Now for takeoff, the engine sounds a bit meatier in idle compared to the RS but I soon find out it is all just noise. Taking off is not quite as sprightly as on the RS, given the extra weight and change in tuning as well as fly-by-wire throttle. The RT however quickly got up to speed and I felt very comfortable going around the first corner, albiet finding the blinker in the maze of buttons on the left handlebar wasn't so easy. I also noted that the self-cancelling didn't seem to work as well as on the RS with several occassions where I was the "self" doing the cancelling. You barely have to lean your body to enter a corner and I can only assume the passenger in the throne behind you would feel a lot more comfortable. The RT felt more car like in the proceeding corners and with the electronically adjustable windscreen (yes another button for that) you barely feel the breeze rushing past.
I still got the looks from those on the streets and in cars, as you would with the RS so if you still want to show off then you won't miss out on this tourer.
I didn't have anything to store but would love to see how much my wife could pack into the more than ample storage offered by the RT, in addition to the "boot" at the front, there is a top box and panniers- the top box would be more than enough room for my jeans, T-shirt, toothbrush and boxer shorts. Imagine what she could bring with the optional trailer accessory?
The digital display is brilliant, easily read in all lighting and from all sun angles, you still have your analogue speedo and tacho, as well as a fuel gauge and temp gauge. Don't be like me and try to check the fuel on the digital display, flicking through all the menus and screens, (I had to see just how long this test ride can go) only to glance to the left to see a normal fuel gauge in a shiny silver bezel.
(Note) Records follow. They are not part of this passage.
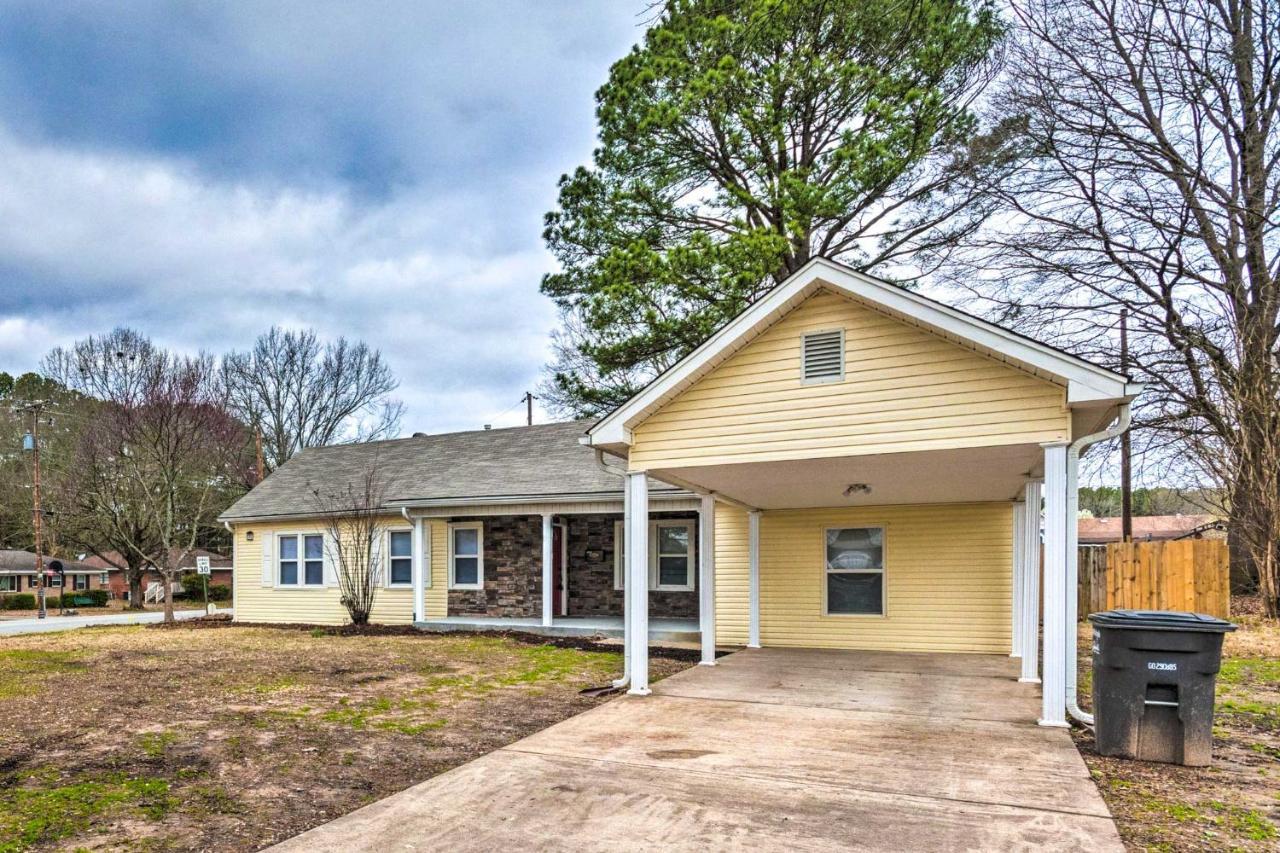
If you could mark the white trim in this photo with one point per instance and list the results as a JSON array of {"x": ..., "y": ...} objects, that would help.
[
  {"x": 300, "y": 536},
  {"x": 707, "y": 579},
  {"x": 753, "y": 582},
  {"x": 387, "y": 550},
  {"x": 638, "y": 570},
  {"x": 563, "y": 602},
  {"x": 1054, "y": 680},
  {"x": 620, "y": 553},
  {"x": 1086, "y": 382},
  {"x": 804, "y": 357},
  {"x": 479, "y": 528},
  {"x": 882, "y": 570},
  {"x": 1019, "y": 569},
  {"x": 1031, "y": 584},
  {"x": 421, "y": 568}
]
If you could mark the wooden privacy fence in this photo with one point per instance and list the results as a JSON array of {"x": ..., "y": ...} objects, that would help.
[{"x": 1180, "y": 574}]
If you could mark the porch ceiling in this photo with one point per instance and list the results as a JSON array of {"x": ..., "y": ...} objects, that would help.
[{"x": 926, "y": 477}]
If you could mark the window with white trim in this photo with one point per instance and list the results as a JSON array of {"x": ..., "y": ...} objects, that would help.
[
  {"x": 822, "y": 356},
  {"x": 854, "y": 569},
  {"x": 300, "y": 560},
  {"x": 400, "y": 557},
  {"x": 672, "y": 564},
  {"x": 466, "y": 556}
]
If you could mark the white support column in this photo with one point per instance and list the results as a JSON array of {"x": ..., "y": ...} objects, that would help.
[
  {"x": 1019, "y": 578},
  {"x": 636, "y": 551},
  {"x": 1054, "y": 685},
  {"x": 548, "y": 570},
  {"x": 753, "y": 556},
  {"x": 420, "y": 570},
  {"x": 1072, "y": 580},
  {"x": 1031, "y": 584},
  {"x": 707, "y": 578},
  {"x": 626, "y": 588}
]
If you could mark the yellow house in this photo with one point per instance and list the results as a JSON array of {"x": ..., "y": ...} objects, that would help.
[{"x": 846, "y": 464}]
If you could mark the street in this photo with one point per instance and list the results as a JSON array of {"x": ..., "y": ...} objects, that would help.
[{"x": 71, "y": 623}]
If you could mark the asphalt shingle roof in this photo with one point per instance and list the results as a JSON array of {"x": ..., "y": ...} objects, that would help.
[{"x": 540, "y": 463}]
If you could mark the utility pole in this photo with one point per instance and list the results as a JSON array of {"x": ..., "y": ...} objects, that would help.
[
  {"x": 257, "y": 446},
  {"x": 1125, "y": 447},
  {"x": 529, "y": 400},
  {"x": 37, "y": 518}
]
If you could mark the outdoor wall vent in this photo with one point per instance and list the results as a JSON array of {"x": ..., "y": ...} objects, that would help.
[{"x": 823, "y": 356}]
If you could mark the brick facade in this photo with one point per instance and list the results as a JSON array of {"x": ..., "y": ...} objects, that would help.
[{"x": 513, "y": 573}]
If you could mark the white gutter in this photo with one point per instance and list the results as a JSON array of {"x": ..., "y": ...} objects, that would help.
[
  {"x": 626, "y": 589},
  {"x": 1073, "y": 566}
]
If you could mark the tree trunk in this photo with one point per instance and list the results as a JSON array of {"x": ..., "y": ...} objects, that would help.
[
  {"x": 168, "y": 596},
  {"x": 135, "y": 576}
]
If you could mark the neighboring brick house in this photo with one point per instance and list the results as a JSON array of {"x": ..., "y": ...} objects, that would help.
[
  {"x": 18, "y": 574},
  {"x": 119, "y": 583}
]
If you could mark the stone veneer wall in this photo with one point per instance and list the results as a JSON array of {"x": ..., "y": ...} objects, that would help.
[
  {"x": 512, "y": 570},
  {"x": 513, "y": 575},
  {"x": 590, "y": 582}
]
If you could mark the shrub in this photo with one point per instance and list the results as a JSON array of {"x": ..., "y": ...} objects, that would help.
[{"x": 18, "y": 601}]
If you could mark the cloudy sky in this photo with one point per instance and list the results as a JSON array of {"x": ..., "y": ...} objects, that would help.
[{"x": 205, "y": 170}]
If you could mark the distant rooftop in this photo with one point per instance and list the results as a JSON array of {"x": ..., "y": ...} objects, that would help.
[
  {"x": 1151, "y": 527},
  {"x": 539, "y": 463}
]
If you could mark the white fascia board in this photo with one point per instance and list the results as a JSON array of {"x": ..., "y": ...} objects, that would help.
[{"x": 1086, "y": 383}]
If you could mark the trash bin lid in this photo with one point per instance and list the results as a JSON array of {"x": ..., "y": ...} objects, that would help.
[{"x": 1161, "y": 620}]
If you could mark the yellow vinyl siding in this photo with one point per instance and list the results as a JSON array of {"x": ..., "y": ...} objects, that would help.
[
  {"x": 904, "y": 389},
  {"x": 437, "y": 596},
  {"x": 947, "y": 574},
  {"x": 321, "y": 605},
  {"x": 731, "y": 575}
]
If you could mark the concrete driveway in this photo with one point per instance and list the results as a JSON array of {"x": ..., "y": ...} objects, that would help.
[{"x": 769, "y": 749}]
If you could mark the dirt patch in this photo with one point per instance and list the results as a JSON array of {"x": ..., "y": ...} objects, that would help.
[
  {"x": 1233, "y": 804},
  {"x": 229, "y": 738}
]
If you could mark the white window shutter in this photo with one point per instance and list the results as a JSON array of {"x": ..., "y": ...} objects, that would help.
[
  {"x": 330, "y": 566},
  {"x": 268, "y": 561},
  {"x": 375, "y": 560}
]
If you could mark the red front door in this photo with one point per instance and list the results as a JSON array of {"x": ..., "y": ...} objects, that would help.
[{"x": 560, "y": 602}]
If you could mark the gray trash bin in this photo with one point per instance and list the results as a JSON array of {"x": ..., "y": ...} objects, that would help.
[{"x": 1153, "y": 675}]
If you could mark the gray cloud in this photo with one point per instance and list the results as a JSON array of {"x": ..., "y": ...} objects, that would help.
[{"x": 378, "y": 170}]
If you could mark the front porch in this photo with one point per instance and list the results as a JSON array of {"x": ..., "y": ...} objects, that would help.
[{"x": 661, "y": 629}]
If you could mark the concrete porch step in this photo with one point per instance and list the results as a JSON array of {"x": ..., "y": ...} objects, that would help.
[{"x": 661, "y": 630}]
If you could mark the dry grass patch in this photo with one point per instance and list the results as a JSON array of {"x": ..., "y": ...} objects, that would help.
[
  {"x": 1233, "y": 804},
  {"x": 231, "y": 739}
]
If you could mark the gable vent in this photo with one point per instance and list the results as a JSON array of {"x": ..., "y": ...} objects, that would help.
[{"x": 823, "y": 356}]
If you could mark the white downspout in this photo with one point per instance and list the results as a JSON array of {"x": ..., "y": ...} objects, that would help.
[
  {"x": 1073, "y": 565},
  {"x": 618, "y": 684}
]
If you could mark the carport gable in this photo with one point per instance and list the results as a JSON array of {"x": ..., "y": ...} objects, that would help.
[{"x": 833, "y": 363}]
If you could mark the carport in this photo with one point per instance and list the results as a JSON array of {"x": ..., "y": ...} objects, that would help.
[{"x": 772, "y": 749}]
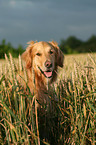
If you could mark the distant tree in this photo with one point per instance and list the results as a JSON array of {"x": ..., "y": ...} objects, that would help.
[{"x": 8, "y": 48}]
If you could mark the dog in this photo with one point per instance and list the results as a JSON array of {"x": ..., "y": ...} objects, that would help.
[{"x": 42, "y": 60}]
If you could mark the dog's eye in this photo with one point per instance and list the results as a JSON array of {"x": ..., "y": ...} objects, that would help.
[
  {"x": 38, "y": 54},
  {"x": 51, "y": 51}
]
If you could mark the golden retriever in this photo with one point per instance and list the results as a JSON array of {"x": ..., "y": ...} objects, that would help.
[{"x": 42, "y": 60}]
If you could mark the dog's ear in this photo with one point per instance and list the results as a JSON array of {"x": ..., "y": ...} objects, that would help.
[
  {"x": 60, "y": 56},
  {"x": 26, "y": 56}
]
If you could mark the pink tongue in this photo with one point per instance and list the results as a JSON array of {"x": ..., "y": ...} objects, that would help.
[{"x": 48, "y": 74}]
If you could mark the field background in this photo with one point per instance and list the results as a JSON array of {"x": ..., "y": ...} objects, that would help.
[{"x": 75, "y": 109}]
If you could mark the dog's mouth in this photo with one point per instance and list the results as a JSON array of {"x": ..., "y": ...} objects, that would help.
[{"x": 47, "y": 74}]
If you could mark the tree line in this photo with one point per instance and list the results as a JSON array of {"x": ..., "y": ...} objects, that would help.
[
  {"x": 74, "y": 45},
  {"x": 8, "y": 48},
  {"x": 69, "y": 46}
]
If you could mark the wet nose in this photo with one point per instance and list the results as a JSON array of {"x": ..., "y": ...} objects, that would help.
[{"x": 48, "y": 64}]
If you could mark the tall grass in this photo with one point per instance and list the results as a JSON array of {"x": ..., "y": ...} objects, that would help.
[{"x": 74, "y": 119}]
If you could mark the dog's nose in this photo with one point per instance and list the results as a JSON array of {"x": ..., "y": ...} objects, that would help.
[{"x": 48, "y": 64}]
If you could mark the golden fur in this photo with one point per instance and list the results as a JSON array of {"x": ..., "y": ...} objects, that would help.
[{"x": 42, "y": 60}]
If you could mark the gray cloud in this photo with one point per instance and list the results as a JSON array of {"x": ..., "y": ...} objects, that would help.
[{"x": 25, "y": 20}]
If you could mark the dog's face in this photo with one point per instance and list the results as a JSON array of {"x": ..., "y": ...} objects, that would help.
[{"x": 43, "y": 57}]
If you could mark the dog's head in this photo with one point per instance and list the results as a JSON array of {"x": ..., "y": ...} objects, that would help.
[{"x": 43, "y": 57}]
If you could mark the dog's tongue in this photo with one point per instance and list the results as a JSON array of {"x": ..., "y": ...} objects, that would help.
[{"x": 48, "y": 74}]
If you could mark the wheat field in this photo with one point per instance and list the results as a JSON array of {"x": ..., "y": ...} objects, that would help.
[{"x": 74, "y": 120}]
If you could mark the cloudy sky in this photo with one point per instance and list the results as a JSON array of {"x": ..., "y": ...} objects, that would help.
[{"x": 45, "y": 20}]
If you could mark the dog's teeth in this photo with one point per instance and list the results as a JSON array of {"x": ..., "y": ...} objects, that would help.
[{"x": 48, "y": 74}]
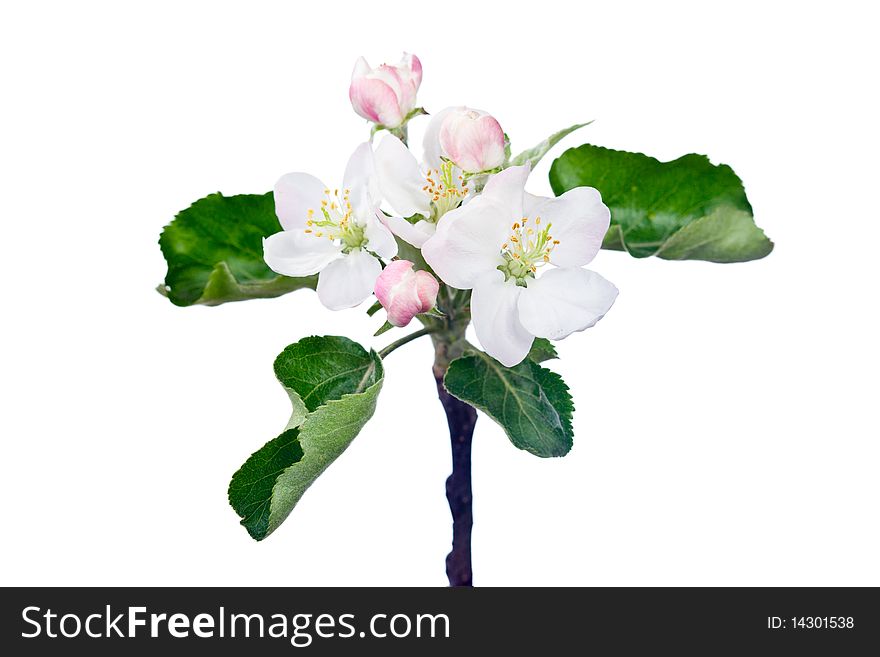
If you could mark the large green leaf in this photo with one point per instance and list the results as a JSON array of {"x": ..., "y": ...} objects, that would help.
[
  {"x": 533, "y": 155},
  {"x": 333, "y": 384},
  {"x": 214, "y": 251},
  {"x": 530, "y": 402},
  {"x": 684, "y": 209}
]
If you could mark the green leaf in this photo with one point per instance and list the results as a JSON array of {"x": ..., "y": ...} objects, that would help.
[
  {"x": 530, "y": 402},
  {"x": 684, "y": 209},
  {"x": 333, "y": 384},
  {"x": 533, "y": 155},
  {"x": 214, "y": 251},
  {"x": 542, "y": 349}
]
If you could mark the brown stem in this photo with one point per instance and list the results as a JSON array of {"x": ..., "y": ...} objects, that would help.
[{"x": 461, "y": 418}]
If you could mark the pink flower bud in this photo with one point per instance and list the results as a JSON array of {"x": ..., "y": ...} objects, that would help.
[
  {"x": 473, "y": 139},
  {"x": 405, "y": 293},
  {"x": 386, "y": 94}
]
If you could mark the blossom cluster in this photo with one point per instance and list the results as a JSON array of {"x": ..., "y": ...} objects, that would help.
[{"x": 464, "y": 205}]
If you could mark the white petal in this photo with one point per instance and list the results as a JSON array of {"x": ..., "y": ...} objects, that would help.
[
  {"x": 467, "y": 243},
  {"x": 580, "y": 221},
  {"x": 295, "y": 253},
  {"x": 296, "y": 194},
  {"x": 431, "y": 144},
  {"x": 360, "y": 179},
  {"x": 346, "y": 282},
  {"x": 496, "y": 319},
  {"x": 400, "y": 179},
  {"x": 380, "y": 240},
  {"x": 563, "y": 301},
  {"x": 507, "y": 189},
  {"x": 416, "y": 234}
]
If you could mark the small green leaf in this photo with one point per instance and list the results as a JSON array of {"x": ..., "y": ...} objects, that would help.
[
  {"x": 530, "y": 402},
  {"x": 214, "y": 251},
  {"x": 333, "y": 384},
  {"x": 724, "y": 235},
  {"x": 542, "y": 349},
  {"x": 684, "y": 209},
  {"x": 533, "y": 155}
]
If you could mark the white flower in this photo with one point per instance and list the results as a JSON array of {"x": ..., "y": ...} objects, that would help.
[
  {"x": 422, "y": 192},
  {"x": 496, "y": 245},
  {"x": 334, "y": 232}
]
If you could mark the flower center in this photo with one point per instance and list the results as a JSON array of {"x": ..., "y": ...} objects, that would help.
[
  {"x": 527, "y": 248},
  {"x": 445, "y": 190},
  {"x": 336, "y": 221}
]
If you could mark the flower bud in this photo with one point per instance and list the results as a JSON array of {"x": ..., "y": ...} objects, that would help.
[
  {"x": 386, "y": 94},
  {"x": 473, "y": 139},
  {"x": 405, "y": 293}
]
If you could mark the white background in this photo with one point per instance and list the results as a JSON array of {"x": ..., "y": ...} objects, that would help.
[{"x": 726, "y": 424}]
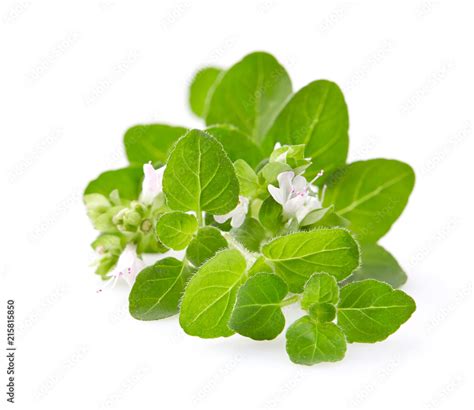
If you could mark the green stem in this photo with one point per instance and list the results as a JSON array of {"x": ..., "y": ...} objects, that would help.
[{"x": 290, "y": 300}]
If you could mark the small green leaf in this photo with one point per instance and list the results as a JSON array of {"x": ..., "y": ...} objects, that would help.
[
  {"x": 271, "y": 170},
  {"x": 201, "y": 89},
  {"x": 257, "y": 313},
  {"x": 205, "y": 245},
  {"x": 144, "y": 143},
  {"x": 317, "y": 117},
  {"x": 250, "y": 234},
  {"x": 369, "y": 311},
  {"x": 271, "y": 215},
  {"x": 200, "y": 177},
  {"x": 250, "y": 95},
  {"x": 176, "y": 229},
  {"x": 210, "y": 295},
  {"x": 259, "y": 266},
  {"x": 158, "y": 289},
  {"x": 322, "y": 312},
  {"x": 126, "y": 180},
  {"x": 248, "y": 180},
  {"x": 297, "y": 256},
  {"x": 371, "y": 195},
  {"x": 309, "y": 342},
  {"x": 236, "y": 144},
  {"x": 320, "y": 288},
  {"x": 379, "y": 264}
]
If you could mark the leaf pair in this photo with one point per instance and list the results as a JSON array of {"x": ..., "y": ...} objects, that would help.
[{"x": 367, "y": 312}]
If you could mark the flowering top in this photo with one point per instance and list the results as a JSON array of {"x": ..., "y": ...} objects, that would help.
[{"x": 297, "y": 196}]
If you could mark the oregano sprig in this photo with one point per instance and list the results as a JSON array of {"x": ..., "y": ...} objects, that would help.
[{"x": 261, "y": 212}]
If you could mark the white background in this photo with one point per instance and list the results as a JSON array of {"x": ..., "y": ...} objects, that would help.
[{"x": 76, "y": 75}]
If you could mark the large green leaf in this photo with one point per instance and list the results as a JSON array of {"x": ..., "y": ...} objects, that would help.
[
  {"x": 250, "y": 95},
  {"x": 316, "y": 116},
  {"x": 371, "y": 195},
  {"x": 257, "y": 313},
  {"x": 250, "y": 234},
  {"x": 176, "y": 229},
  {"x": 126, "y": 180},
  {"x": 369, "y": 311},
  {"x": 158, "y": 289},
  {"x": 297, "y": 256},
  {"x": 377, "y": 263},
  {"x": 237, "y": 145},
  {"x": 199, "y": 176},
  {"x": 201, "y": 89},
  {"x": 205, "y": 245},
  {"x": 320, "y": 288},
  {"x": 144, "y": 143},
  {"x": 309, "y": 342},
  {"x": 210, "y": 295}
]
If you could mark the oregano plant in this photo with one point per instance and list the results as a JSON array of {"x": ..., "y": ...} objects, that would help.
[{"x": 256, "y": 211}]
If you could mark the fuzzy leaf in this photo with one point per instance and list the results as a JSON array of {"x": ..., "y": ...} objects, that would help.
[
  {"x": 210, "y": 295},
  {"x": 316, "y": 116},
  {"x": 126, "y": 180},
  {"x": 320, "y": 288},
  {"x": 379, "y": 264},
  {"x": 250, "y": 95},
  {"x": 309, "y": 342},
  {"x": 236, "y": 144},
  {"x": 369, "y": 311},
  {"x": 257, "y": 313},
  {"x": 371, "y": 195},
  {"x": 199, "y": 176},
  {"x": 297, "y": 256},
  {"x": 144, "y": 143},
  {"x": 157, "y": 290},
  {"x": 176, "y": 229},
  {"x": 201, "y": 89},
  {"x": 205, "y": 245}
]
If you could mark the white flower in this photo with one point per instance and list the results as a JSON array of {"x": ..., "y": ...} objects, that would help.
[
  {"x": 237, "y": 214},
  {"x": 152, "y": 183},
  {"x": 296, "y": 196},
  {"x": 128, "y": 267}
]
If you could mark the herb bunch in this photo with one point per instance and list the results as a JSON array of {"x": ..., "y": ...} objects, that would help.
[{"x": 263, "y": 210}]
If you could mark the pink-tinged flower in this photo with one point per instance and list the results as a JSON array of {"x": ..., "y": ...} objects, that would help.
[
  {"x": 237, "y": 214},
  {"x": 128, "y": 267},
  {"x": 296, "y": 196},
  {"x": 152, "y": 183}
]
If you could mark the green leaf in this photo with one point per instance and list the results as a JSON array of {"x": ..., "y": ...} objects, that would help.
[
  {"x": 158, "y": 289},
  {"x": 377, "y": 263},
  {"x": 320, "y": 288},
  {"x": 201, "y": 89},
  {"x": 322, "y": 312},
  {"x": 297, "y": 256},
  {"x": 176, "y": 229},
  {"x": 371, "y": 195},
  {"x": 126, "y": 180},
  {"x": 271, "y": 170},
  {"x": 210, "y": 295},
  {"x": 250, "y": 234},
  {"x": 259, "y": 266},
  {"x": 369, "y": 311},
  {"x": 144, "y": 143},
  {"x": 317, "y": 117},
  {"x": 257, "y": 313},
  {"x": 248, "y": 180},
  {"x": 309, "y": 342},
  {"x": 236, "y": 144},
  {"x": 200, "y": 177},
  {"x": 250, "y": 95},
  {"x": 205, "y": 245},
  {"x": 271, "y": 215}
]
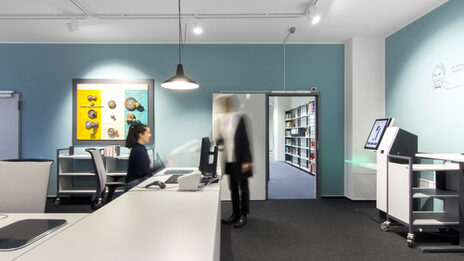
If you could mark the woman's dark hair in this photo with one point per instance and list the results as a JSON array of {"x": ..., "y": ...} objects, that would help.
[{"x": 133, "y": 135}]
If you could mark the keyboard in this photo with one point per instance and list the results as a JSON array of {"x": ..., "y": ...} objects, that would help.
[
  {"x": 178, "y": 171},
  {"x": 172, "y": 179}
]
The radio is great, with one exception, the passenger can control it from the buttons they have, so if you don't want to listen to P!NK on your trip to Darwin with the wife then I suggest you leave the wife at home. The volume adjusts according to your speed and with four speakers, two at the front and two at the rear you really can hear it quite easily. There is also an iPod plug. If you think you will change stations whilst pulled up at the lights then think again, on the SM5 model anyway, neutral is difficult to find and holding in the clutch doesn't leave enough stretch of the thumb to reach the toggle for the radio.
The RT is very different to the RS, so much so as that they could come from different manufacturers, for those new to three wheels you will feel more comfortable on the RT through corners. The design and seating position of the RT means you don't have to be as vigirous with your riding style as what you do on the RS. Think riding your jetski in the surf compared to cruising in your luxury cruiseliner in the Broadwater. If you have plans for the lap around Australia with the wife or husband then the RT is for you, but if you really want three wheeled FUN then stick to the RS. If you have trouble programming your TV then you may want to invite the kids around to show you how to use the RT to it's fullest.
It is surprising that CanAm didn't come out with the RT first or maybe they didn't identify their target market correctly and have now reacted to suit, after seeing so many RS owners try a touring setup. I predict there will be a lot of RS's on the secondhand market and already know of several owners who have updated to the RT as it was really what they wanted but it wasn't available at the time.
For me I will stick with the RS and hope that CanAm widens the gap even further between the sport and touring Spyders with more power in the RS and a less heavy handed electronics system or maybe a button (why should the RT have all the buttons) to select different maps as per other manufacturers.